Cameroon has settled on a local agency to manage its Douala seaport container terminal from next month after being caught up in a frenetic battle between French and Swiss interests to run the facility.
Cyrus Ngo’o, General Manager of the Port Authority of Douala (PAD) announced on Monday that RTC (“Regie du Terminal a Conteneur”) will be in charge of the terminal as a transitional measure.
As a sweetener, traders will from January enjoy a 10 per cent discount on tariffs for offshore handling and haulage. The port also serves landlocked Chad and Central Africa Republic.
Though he said the management body was created in accordance with the PAD law that came into force last January, the decision comes in the backdrop of intense diplomatic contest between France and Switzerland to have their companies control the lucrative business at Douala which is considered the Atlantic gateway to Central Africa.
Cameroon’s president, Paul Biya last October ordered PAD General Manager to suspend contract negotiations with Terminal Investment Limited (TIL) of Switzerland to take over terminal management from French conglomerate Bolloré Group.
Bollore’s contract ends this month but a case it has filed on the termination of its contract is yet to be decided.
The order from President Biya coincided with the visit to Cameroon of French Minister for Europe and Foreign Affairs, Jean-Yves Le Drian.

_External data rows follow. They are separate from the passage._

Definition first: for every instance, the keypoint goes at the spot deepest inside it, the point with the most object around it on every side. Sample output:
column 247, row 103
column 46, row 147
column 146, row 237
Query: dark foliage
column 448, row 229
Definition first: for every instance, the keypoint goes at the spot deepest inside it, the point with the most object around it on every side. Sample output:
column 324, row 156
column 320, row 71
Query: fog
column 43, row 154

The Minister of State and Secretary General at the Presidency ordered the General Manager to “suspend works for the finalization of the terms of Terminal Investment Limited (TIL) concession contract until definitive conclusions by the Littoral Administrative Tribunal in Douala on the case of APM Terminals and Bolloré SA against the Port Authority of Douala.”
It is believed the French diplomacy interceded for Bolloré Group as the order leaked just hours after his one-to-one meeting with President Biya. The minister’s visit also came after Bolloré Group petitioned the President to intervene in the concession battle.

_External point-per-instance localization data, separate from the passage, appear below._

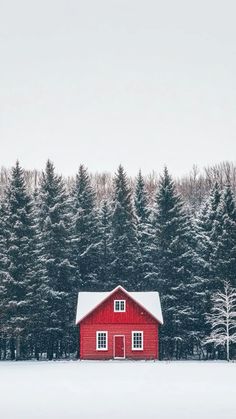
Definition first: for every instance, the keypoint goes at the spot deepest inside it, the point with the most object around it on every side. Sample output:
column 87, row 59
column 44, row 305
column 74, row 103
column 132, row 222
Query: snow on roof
column 88, row 301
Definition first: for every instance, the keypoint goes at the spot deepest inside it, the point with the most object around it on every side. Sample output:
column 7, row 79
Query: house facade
column 118, row 324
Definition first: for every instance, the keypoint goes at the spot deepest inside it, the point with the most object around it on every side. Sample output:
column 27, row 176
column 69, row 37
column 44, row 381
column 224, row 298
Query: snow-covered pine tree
column 222, row 319
column 175, row 259
column 55, row 271
column 145, row 234
column 125, row 250
column 224, row 256
column 206, row 224
column 4, row 278
column 85, row 233
column 105, row 252
column 19, row 267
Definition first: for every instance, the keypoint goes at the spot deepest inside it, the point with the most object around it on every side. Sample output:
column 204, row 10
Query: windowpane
column 119, row 305
column 137, row 341
column 101, row 340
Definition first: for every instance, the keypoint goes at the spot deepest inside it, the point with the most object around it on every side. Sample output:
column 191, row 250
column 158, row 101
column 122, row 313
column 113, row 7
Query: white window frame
column 133, row 332
column 119, row 311
column 97, row 333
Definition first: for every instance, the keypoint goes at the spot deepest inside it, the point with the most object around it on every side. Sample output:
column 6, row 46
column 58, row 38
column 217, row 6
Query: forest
column 91, row 232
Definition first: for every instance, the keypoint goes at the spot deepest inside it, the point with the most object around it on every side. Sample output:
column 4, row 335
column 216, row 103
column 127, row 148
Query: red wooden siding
column 88, row 340
column 105, row 312
column 103, row 318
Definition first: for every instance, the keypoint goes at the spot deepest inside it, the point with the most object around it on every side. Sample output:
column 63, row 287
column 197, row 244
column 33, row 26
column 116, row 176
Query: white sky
column 102, row 82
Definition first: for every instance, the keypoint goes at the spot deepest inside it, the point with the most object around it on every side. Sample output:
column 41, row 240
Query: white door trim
column 118, row 357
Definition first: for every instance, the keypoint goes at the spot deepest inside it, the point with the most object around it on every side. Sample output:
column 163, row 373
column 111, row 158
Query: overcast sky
column 142, row 83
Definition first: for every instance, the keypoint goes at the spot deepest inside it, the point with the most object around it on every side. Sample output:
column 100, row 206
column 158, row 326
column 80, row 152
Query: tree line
column 57, row 239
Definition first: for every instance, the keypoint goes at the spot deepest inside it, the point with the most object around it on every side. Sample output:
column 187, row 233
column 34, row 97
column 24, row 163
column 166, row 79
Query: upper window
column 101, row 341
column 119, row 305
column 137, row 341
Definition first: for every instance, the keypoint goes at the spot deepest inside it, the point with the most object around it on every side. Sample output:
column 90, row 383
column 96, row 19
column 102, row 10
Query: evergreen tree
column 4, row 279
column 19, row 261
column 206, row 225
column 55, row 271
column 86, row 233
column 145, row 235
column 124, row 235
column 175, row 259
column 224, row 256
column 105, row 250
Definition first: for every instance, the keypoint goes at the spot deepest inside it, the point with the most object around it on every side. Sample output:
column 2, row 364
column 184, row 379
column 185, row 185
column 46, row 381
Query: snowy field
column 113, row 389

On Monday October 28, five days after Le Drian’s visit, the Swiss Ambassador to Cameroon, Pietro Lazzeri, held talks at State House with president Biya.
The Swiss diplomat said they discussed bilateral interests including the role of Swiss companies in Cameroon “especially that of the Mediterranean Shipping Company (MSC) in the Port of Douala.” President Biya also tweeted that the diplomat bore “a special letter from the President of the Swiss Confederation, Ueli Maurer.” He did not disclose the letter’s contents amid speculation that the Swiss president protested the decision to suspend talks with TIL on the concession.
PAD floated the international tender for concession in January 2018. The port operator announced a year later that CMA Terminals, Dubai Ports World, Red Sea Gateway Terminal, Hutchison Port Investment Limited and Terminal Investment Limited (TIL) had made the short-list.
It meant French investment group Bolloré SA that had managed the seaport on the Gulf of Guinea since 2005 through its local subsidiary Douala International Terminal (DIT) had been eliminated at pre-qualification.
In September PAD announced that TIL, a subsidiary of Swiss-Italian firm Mediterranean Shipping Company (MSC), had been picked to renovate and manage the container terminal. It said discussions on a contract for its full control from January 2020 would be completed soon.
This was despite a Douala Administrative Court ruling in August in favour of DIT which is jointly owned by Bolloré Transport & Logistics (BTL) and APM Terminals, a member of A.P. Moller-Maersk. It ordered a stay in the concession contract award which PAD is contesting in the Supreme Court.
PAD, in documents seen by Africa Review, the Swiss company had proposed to pay upfront 24.3 billion CFA Francs ($41 million) and thereafter 9.2 billion CFA Francs ($15.5 million) annually. In contrast, Bollore proposed 600 million CFA Francs ($1 million) initially and 3.1 billion CFA Francs ($5.2 million) annually for the 15 years of the concession. Overall a TIL concession would earn Cameroon 357 billion CFA Francs ($602 million) against 62 billion CFA Francs ($105 million) from the Bolloré Group.
Four years ago, Bollore’s clout showed when it was awarded the concession to develop and operate a container terminal in Cameroon’s deep-water port of Kribi despite having missed out of the initial short list.
In opting for a local entity Cameroon may, for now, just have avoided being forced to choose between its traditional ties with France and President Biya’s second home Switzerland.